The 2 Reasons Netflix Will Crank Out 30 Original Anime Series
Get ready to see more anime on Netflix.
If you thought Netflix was all-in on anime before, think again. After announcing an impressive slate of original, rebooted, and adapted anime series in August, Netflix has confirmed that it’s working on a staggering number of original anime series. The reasons why partly have to do with technology, economics, and presumably viewership.
During its quarterly earnings call on Monday, Netflix chief of content Ted Sarandos said that the streaming giant was working on 30 original anime projects.

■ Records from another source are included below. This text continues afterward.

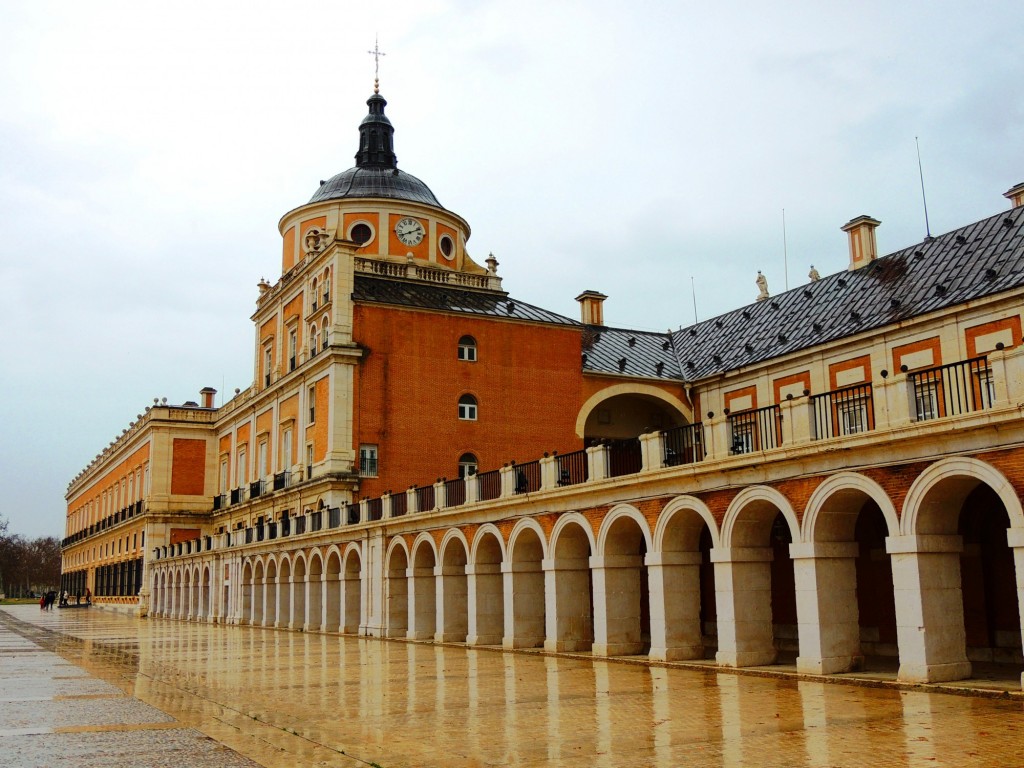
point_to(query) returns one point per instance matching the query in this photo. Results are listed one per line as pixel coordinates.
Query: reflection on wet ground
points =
(286, 698)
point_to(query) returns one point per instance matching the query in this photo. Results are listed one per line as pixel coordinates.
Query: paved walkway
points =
(81, 682)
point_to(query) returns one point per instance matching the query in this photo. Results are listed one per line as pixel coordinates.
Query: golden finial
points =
(377, 53)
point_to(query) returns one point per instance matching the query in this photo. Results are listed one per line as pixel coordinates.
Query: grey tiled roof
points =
(426, 296)
(981, 259)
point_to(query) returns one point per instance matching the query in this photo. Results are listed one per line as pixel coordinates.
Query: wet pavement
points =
(94, 687)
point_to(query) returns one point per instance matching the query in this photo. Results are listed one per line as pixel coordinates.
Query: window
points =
(286, 449)
(467, 408)
(467, 348)
(467, 465)
(360, 233)
(368, 461)
(264, 456)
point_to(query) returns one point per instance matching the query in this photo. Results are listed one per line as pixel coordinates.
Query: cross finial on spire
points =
(377, 53)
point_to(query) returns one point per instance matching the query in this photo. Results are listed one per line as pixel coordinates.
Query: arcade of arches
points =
(830, 569)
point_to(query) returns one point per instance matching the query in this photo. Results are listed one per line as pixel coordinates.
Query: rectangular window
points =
(286, 450)
(264, 457)
(368, 461)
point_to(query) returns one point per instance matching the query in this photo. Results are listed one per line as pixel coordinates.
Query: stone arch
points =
(570, 613)
(396, 588)
(422, 593)
(332, 590)
(622, 592)
(683, 608)
(842, 563)
(525, 609)
(962, 522)
(486, 587)
(845, 487)
(756, 499)
(645, 391)
(957, 476)
(314, 591)
(351, 592)
(755, 579)
(453, 588)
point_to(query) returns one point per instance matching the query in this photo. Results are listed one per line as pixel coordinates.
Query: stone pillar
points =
(742, 597)
(674, 584)
(929, 607)
(549, 473)
(472, 483)
(828, 623)
(1015, 538)
(616, 605)
(485, 602)
(651, 452)
(598, 462)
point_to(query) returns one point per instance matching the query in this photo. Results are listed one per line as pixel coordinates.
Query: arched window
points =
(467, 348)
(467, 465)
(467, 408)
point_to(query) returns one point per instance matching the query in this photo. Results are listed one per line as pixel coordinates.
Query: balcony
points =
(757, 429)
(843, 412)
(951, 390)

Netflix’s chief product officer Greg Peters said part of the reason for this ramp-up is that anime is easy to code for the streaming service:
“You take something like anime, which is super-efficient from a coding perspective,” Peters said. “We can now provide an amazing quality — video quality experience on mobile for anime titles at 150 kilobits per second, which is practically unheard of previously.”

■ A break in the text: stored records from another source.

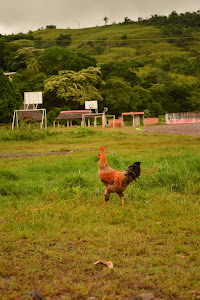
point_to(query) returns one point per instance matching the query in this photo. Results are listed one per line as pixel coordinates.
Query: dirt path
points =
(34, 154)
(184, 129)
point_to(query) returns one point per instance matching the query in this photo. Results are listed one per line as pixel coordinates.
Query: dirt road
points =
(184, 129)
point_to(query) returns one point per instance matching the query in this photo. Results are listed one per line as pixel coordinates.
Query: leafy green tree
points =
(118, 96)
(10, 99)
(55, 59)
(125, 70)
(75, 87)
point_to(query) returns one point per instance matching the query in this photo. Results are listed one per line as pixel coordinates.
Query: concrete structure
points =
(81, 114)
(137, 117)
(182, 118)
(150, 121)
(30, 111)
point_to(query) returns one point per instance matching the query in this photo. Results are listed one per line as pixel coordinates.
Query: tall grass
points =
(54, 226)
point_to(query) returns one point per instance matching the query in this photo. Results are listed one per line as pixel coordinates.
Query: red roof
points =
(75, 112)
(133, 113)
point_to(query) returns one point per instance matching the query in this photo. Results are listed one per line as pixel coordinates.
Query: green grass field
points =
(54, 226)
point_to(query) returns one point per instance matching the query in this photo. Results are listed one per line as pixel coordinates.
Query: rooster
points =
(116, 181)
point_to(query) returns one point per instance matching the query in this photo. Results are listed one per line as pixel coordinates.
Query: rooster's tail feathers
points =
(133, 171)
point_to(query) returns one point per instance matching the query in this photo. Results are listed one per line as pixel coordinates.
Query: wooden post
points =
(133, 120)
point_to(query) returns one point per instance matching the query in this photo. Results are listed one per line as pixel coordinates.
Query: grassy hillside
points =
(142, 43)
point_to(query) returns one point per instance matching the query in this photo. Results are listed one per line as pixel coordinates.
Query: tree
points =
(10, 99)
(55, 59)
(75, 87)
(118, 95)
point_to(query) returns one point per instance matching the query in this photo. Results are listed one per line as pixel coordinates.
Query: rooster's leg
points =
(121, 195)
(107, 196)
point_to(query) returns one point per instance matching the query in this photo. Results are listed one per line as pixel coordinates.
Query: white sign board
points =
(33, 98)
(91, 104)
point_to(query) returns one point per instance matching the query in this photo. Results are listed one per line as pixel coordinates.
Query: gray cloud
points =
(24, 15)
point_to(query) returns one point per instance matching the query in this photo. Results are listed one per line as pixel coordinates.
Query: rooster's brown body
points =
(116, 181)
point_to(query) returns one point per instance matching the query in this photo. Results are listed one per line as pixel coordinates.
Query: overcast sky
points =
(24, 15)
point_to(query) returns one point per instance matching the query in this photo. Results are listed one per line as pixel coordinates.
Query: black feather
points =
(133, 171)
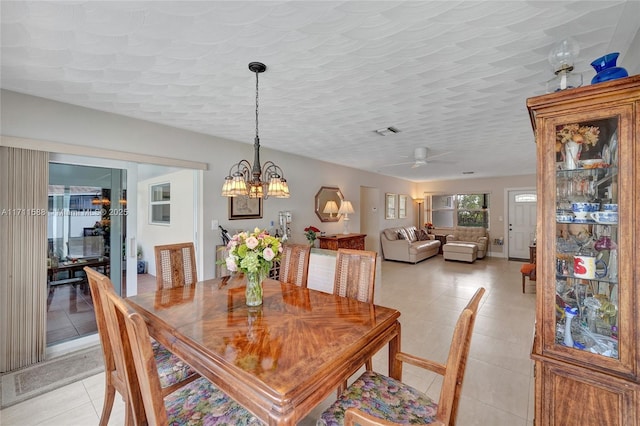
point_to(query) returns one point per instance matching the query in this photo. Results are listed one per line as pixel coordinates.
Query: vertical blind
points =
(24, 175)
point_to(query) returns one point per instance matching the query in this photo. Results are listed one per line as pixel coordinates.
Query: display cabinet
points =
(586, 347)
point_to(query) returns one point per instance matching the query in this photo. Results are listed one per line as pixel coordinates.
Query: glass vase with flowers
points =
(572, 139)
(311, 233)
(253, 253)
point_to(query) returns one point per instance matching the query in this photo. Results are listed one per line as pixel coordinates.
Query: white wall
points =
(36, 118)
(181, 228)
(498, 219)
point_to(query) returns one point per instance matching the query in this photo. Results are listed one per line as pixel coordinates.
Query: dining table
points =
(280, 359)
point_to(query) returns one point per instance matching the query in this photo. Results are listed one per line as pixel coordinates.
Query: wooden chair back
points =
(355, 274)
(130, 331)
(457, 361)
(175, 265)
(294, 264)
(114, 359)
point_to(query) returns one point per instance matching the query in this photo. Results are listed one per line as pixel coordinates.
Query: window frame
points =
(454, 208)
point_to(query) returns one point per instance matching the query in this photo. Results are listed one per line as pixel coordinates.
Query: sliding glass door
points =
(86, 227)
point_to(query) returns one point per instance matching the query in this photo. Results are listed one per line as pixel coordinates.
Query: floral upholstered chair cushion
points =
(201, 403)
(171, 369)
(382, 397)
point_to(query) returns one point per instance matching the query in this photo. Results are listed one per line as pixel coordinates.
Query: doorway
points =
(87, 209)
(369, 217)
(522, 222)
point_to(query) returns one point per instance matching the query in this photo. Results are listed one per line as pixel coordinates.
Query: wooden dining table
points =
(70, 268)
(280, 359)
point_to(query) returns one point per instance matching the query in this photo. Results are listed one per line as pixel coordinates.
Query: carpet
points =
(34, 380)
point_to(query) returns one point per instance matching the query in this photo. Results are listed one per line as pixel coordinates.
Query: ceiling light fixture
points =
(245, 180)
(387, 131)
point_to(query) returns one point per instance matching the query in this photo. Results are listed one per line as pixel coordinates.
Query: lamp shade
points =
(346, 208)
(331, 207)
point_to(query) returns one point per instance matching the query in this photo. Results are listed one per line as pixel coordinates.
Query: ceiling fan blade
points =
(397, 164)
(431, 157)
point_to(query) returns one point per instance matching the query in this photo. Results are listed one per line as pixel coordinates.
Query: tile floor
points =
(70, 310)
(498, 388)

So that’s the technological reason. The other reason is interesting, too. Anime is cheaper more “efficient,” in the words of Sarandos, to produce outside the United States. It’s basic economics. Anime is popular, efficient to code, and cheap to produce, so Netflix is going all-in.
“I’d say on the international originals, we enjoy a lot of production efficiencies in producing outside of the United States,” Sarandos told financial analysts. “So we can produce in higher volume and bring kind of higher and higher production standards to those markets. So we’ve been really thrilled with our ability to do that. Greg mentioned earlier about anime just by way of example. We’ve more than 30 and original anime projects in various states of production these days, so just kind of give you some sense of the scale.”
Netflix has been making aggressive pushes to produce original content in the past few years. The platform devoted $6 billion for original content in 2017, resulting in anime-inspired series like Neo Yokio and Castlevania.
In 2018, Netflix plans to spend $8 billion, which will help them facilitate their goal of eventually making their library 50 percent original, while catering to every subscriber and providing the greatest variety of content available. This means more content for European or non-North American audiences. Despite the huge increase in spending, Netflix’s chief financial officer David Wells said that another price-hike for North American or European subscribers wasn’t on the horizon.
The idea of more anime is an exciting one, even if it means that many fans will have to add way more series to their watchlists than expected.